C’est sur cela que s’est penché Nicholas Kristof du New York Times dans son article maintenant célèbre, « The Children of Pornhub », qui a déclenché une enquête nationale sur la compagnie montréalaise Mindgeek, propriétaire de Pornhub. Dans l’article, on met en lumière le profit tiré de contenu non consensuel provenant notamment d’exploitation et d’agressions sexuelles, de pornodivulgation et de pornographie juvénile. Les témoignages y sont déchirants.
En 2021, Pornhub se hissait malgré tout au dixième rang des sites les plus fréquentés de la planète (2). Avec plus de 3,5 milliards de visites par mois, il est classé avant Netflix et Amazon (3). 6,8 millions de nouvelles vidéos sont publiées chaque année. Cependant, il n’y a presque aucun contrôle de contenu sur Pornhub, un site sur lequel il est raisonnable de croire qu’une vigilance accrue serait nécessaire. En effet, alors que Facebook engage 15 000 modérateurs pour faire la vérification de contenu, Pornhub, plus populaire, n’en a qu’un maigre 80 pour filtrer au travers de plus d’un million d’heures de nouveau contenu par année (3).

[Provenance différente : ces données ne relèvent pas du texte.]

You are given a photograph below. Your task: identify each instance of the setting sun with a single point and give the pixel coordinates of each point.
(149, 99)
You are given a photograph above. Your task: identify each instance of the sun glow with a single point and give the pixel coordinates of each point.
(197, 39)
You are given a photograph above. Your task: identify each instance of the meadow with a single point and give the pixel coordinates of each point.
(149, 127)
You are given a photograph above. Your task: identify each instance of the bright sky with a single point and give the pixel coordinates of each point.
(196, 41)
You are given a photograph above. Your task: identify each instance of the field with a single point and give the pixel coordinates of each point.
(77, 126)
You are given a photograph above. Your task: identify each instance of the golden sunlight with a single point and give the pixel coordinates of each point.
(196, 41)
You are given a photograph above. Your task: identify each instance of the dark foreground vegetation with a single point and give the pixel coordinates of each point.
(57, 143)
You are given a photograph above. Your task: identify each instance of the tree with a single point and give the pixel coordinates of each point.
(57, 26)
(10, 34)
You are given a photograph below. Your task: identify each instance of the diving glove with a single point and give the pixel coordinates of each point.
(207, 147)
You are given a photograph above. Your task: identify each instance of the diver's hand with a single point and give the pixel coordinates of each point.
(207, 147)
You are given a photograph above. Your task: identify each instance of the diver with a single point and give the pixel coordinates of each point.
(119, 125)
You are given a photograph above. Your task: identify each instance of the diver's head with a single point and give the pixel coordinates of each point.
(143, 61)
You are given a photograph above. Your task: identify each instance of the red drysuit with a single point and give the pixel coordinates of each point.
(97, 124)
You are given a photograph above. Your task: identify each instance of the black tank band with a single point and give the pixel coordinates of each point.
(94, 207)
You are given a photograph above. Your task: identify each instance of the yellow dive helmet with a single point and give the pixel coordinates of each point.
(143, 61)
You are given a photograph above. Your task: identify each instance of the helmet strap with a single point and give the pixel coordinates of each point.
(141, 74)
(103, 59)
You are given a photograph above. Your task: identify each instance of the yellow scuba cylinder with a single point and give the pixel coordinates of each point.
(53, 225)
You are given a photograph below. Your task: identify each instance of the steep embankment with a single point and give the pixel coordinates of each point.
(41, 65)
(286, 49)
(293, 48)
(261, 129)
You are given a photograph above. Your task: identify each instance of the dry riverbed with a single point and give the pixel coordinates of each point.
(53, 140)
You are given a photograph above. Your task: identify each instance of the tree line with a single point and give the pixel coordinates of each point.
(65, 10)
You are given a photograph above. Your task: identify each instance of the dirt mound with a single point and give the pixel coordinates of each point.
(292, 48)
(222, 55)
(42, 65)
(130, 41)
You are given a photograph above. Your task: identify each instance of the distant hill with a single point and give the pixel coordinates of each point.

Depuis, plus de 525 ONG provenant de 65 pays et des centaines de victimes se sont adressés au Parlement canadien en soutien à cette demande (4). Visa et MasterCard se sont retirées comme méthodes de paiement sur le site de Pornhub (3). Des projets de loi ont été déposés, visant d’abord à réguler l’accès aux sites pornographiques. Ils en demeurent à leur première lecture. La situation n’est-elle pas suffisamment alarmante?
Dans l’absence ridicule de filtration du contenu, d’autres enjeux continuent d’émerger. La pornodivulgation, aussi appelée « revenge porn », est la divulgation et distribution d’un média de nature sexuelle sans le consentement d’une personne, qu’elle ait consenti ou non à la production de celui-ci. Comme son nom l’indique, la distribution se fait dans le but de nuire. Toutefois, l’utilisation du mot « pornodivulgation » et non « vengeance pornographique » est recommandée par la Commission d’enrichissement de la langue française : le mot « vengeance » suggère que la victime devrait être punie pour une faute. Or, la distribution sans consentement d’image intime n’est pas forcément due à un désir de vengeance, et n’est certainement pas outil de punition. De la même façon, Clare McGlynn et Erika Rackley recommandent l’utilisation du terme « image-based sexual abuse » au lieu de « revenge porn » (5). De cette manière, on peut plus facilement mettre fin à la minimisation de ce crime et rapidement l’identifier comme un type de violence sexuelle.
Le rôle du droit est majeur quant à l’enjeu de la pornodivulgation. En criminalisant la pornodivulgation, on reconnait que ce phénomène est dangereux. Depuis 2014, grâce à la Loi sur la protection des Canadiens contre la cybercriminalité (6), la pornodivulgation est un acte criminel. Quiconque distribue une image intime d’autrui sans son consentement, en vertu de l’art. 162.1 du Code criminel (1), peut être reconnu coupable d’un acte criminel. Cependant, il y a encore du travail à faire. Déjà, les réseaux sociaux compliquent le processus de preuve puisqu’il est difficile de retracer la personne exacte (7) (R. c. C.R.D). De plus, bien que ce soit reconnu, le traitement de la victime par les tribunaux demeure déshumanisant et le processus criminel (et ce, en général) choisit de rester aveugle face aux conséquences qu’il a sur la victime. La criminalisation de l’acte n'est donc que le premier pas afin de modifier la perception de l’enjeu dans l’imaginaire collectif.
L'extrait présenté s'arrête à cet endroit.